日本の霊柩車の8割はクラウンだといわれている。「いつかはクラウン」というキャッチフレーズは、これにもなんだかぴったり来そうだが、「いつかはクラウン」は、クラウンという車の持っている上昇志向の象徴的なイメージを見事に表現していた。しかし、昭和30年に登場した国産初の高級車クラウンに、このキャッチフレーズが付いたのは、だいぶ後になってからの昭和58年のことだと聞くと意外な感じがしないでもない。

そのクラウンについて、地方のお医者さんと話していたら、こんなことを言っていた。「何代にも渡ってトヨタのクラウンに乗り続けてきた。ベンツの方が安全だとわかっていたが、日本のトヨタを育てるという気持ちからクラウンに乗り続けてきたんですよ。しかし、もうクラウンは買わない。」

どうしてですかと聞くと、「今の日本の社会は、どうせトヨタなんかが中心になって自分たちのいいように作り変えているんでしょうが。田舎に居ってもそれぐらいわかりますよ。トヨタは、日本国民に育てられてあそこまでなったのに、その恩を仇で返すようなことをしている。」

私は、その認識の厳しさに驚いた。そしてそれがあまりにも正しいことにも。

トヨタは、確かに日本企業である。しかしそれは、日本に本籍を置いているというだけで、それ以上の意味はもう持っていない。トヨタは世界中に生産拠点や販売拠点を持つ日本生まれの多国籍企業なのである。多国籍企業としてのトヨタの利害は、もう多数の日本国民の利害とは一致していない。だからトヨタは、日本や日本人とは運命共同体ではない。ということは、日本や日本人が不幸になっても、トヨタはそのこととは無関係だったり、逆に幸福だったりするということである。多国籍企業であるということは、そういうことだ。しかし、そういうトヨタであるにもかかわらず、問題は日本政府に対しておそらくは最も強い影響力を持っていることである。

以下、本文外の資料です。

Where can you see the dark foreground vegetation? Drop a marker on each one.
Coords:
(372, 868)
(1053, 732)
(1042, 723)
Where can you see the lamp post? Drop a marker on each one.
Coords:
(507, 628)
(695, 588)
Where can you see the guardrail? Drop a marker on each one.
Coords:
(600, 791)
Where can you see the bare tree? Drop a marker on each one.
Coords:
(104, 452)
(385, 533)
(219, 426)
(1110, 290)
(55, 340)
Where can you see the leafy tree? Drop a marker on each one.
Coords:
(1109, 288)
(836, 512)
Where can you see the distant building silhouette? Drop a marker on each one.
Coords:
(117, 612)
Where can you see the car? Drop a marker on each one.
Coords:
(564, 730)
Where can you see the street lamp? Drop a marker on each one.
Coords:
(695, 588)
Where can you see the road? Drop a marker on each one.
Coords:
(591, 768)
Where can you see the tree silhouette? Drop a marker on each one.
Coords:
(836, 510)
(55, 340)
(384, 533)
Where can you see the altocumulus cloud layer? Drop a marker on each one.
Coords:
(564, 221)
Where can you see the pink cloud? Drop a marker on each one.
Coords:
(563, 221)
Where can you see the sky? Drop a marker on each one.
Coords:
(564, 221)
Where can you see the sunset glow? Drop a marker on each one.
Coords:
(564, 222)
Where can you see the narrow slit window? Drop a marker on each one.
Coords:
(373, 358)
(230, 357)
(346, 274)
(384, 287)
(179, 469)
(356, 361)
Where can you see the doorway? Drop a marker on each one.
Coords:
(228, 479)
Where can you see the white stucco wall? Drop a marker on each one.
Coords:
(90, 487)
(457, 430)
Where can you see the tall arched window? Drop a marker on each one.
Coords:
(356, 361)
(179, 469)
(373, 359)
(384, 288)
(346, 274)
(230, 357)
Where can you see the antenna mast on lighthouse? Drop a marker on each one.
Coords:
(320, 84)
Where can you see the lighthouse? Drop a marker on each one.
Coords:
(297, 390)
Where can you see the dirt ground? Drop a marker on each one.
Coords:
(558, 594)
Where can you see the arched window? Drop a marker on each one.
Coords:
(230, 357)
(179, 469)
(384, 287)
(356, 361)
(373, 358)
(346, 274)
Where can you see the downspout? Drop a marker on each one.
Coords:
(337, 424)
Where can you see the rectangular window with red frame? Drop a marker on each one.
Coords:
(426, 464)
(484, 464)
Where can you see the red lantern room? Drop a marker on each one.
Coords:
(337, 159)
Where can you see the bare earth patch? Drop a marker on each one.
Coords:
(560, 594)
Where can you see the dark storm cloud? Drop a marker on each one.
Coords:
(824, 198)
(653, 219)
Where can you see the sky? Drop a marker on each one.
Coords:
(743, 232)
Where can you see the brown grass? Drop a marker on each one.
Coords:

多国籍企業は、世界が画一的な一つの市場となることを求めている。国ごとの、民族ごとの多様性は多国籍企業にとっては邪魔なものでしかない。そこで、そうした障害を取り除いて画一化することが改革という名の下に行われる。それが日本の地方を経済的にも文化的にも破壊して、結果的に過疎地を高齢者たちの“姥捨て山”にしているのである。

さっきのお医者さんに聞くと、「最近では、亡くなって何日も経ってから見つかる独居老人も少なくないんですよ。」という。身につまされる話だが。「でもショックなのは、その後もほとんど引き取り手が現れないことですね。」